Additional suites and tests surveyed (candidates for future implementation):

  • L'Ecuyer and Simard, "TestU01: A C Library for Empirical Testing of Random Number Generators," ACM TOMS 33(4), 2007 — the current gold standard; BigCrush contains ~106 tests including BirthdaySpacings, Gap, CouponCollector, MaxOft, LempelZiv, HammingCorr, RandomWalk, and LinearComplexity profile tests, many of which catch defects invisible to all three batteries here.
  • Chris Doty-Humphrey (Crow), PractRand 0.95, 2018 — streaming suite; BCFN, DC6, FPF, and TMFn tests are designed specifically for small-state generators (xorshift*, PCG) that pass all classic batteries.
  • Knuth, The Art of Computer Programming Vol. 2 §3.3.2 — classical tests not in NIST/Diehard: Gap, Poker (hand-type), Permutation, Wald-Wolfowitz runs above/below median, and the Serial Correlation Coefficient with exact variance.
  • Maurer, "A Universal Statistical Test for Random Bit Generators," Journal of Cryptology 5(2), 1992 — the full parametric form (L=10–16) is substantially more sensitive than the fixed NIST implementation.
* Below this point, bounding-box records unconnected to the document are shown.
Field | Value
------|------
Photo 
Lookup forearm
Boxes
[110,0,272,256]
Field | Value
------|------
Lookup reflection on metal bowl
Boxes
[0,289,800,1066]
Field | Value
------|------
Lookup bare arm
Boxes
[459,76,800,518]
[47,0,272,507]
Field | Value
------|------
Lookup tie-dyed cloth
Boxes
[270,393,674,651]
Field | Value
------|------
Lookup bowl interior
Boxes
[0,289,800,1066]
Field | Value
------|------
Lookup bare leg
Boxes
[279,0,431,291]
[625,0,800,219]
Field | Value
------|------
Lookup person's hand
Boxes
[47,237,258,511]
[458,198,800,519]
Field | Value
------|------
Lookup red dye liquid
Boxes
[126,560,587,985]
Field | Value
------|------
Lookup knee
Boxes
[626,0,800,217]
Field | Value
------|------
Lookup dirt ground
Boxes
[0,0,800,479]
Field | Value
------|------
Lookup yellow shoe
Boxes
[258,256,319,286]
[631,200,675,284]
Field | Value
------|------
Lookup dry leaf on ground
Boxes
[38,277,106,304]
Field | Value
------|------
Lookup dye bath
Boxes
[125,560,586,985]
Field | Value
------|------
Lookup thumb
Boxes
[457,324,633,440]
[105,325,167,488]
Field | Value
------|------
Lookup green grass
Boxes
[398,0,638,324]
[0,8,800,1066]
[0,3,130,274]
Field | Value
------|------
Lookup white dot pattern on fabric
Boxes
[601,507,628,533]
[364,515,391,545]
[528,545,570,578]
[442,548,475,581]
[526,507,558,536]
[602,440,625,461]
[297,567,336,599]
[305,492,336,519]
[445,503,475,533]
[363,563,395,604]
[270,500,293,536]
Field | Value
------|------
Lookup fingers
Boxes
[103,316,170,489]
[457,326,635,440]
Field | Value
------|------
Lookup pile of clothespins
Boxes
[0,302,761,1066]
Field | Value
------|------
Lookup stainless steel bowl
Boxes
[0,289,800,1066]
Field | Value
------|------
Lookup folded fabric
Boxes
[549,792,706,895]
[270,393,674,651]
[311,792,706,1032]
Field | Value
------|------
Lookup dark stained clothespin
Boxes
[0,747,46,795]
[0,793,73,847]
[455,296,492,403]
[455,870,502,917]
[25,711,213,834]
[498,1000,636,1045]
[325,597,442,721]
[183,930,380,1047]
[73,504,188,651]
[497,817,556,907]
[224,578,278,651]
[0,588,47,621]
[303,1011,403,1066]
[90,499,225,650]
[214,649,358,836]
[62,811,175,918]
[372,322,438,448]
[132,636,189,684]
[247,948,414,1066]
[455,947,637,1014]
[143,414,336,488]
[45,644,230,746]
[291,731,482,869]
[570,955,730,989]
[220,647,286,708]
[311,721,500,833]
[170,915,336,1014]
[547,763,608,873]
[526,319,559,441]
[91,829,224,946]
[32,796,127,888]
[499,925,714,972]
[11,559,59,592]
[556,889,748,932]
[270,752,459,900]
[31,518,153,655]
  • Hellekalek and Wegenkittl, "Empirical Evidence Concerning AES," ACM Trans. Modeling and Computer Simulation 13(4), 2003 — Walsh-Hadamard spectral test; sensitive to nonlinear Boolean structure in keystream generators.
  • Golić, "On the Linear Complexity and Multidimensional Distribution of Decimated m-Sequences," IEEE Trans. Inf. Theory 43(3), 1997 — decimated linear complexity; directly relevant to stream ciphers and LFSR-based generators.
  • Doganaksoy and Göloglu, "On the Weakness of Non-Dual Bent Functions," SAC 2005, LNCS 3897 — L1-norm DFT variant; catches diffuse periodic structure missed by NIST's peak-count statistic.
  • Webster and Tavares, "On the Design of S-Boxes," CRYPTO 1985 — Strict Avalanche Criterion and Bit Independence Criterion; applicable to seeded PRNGs to test differential output behavior.

The source PDFs, manuals, and source archives live under pubs/. Full BibTeX entries and implementation notes are in BIB.md.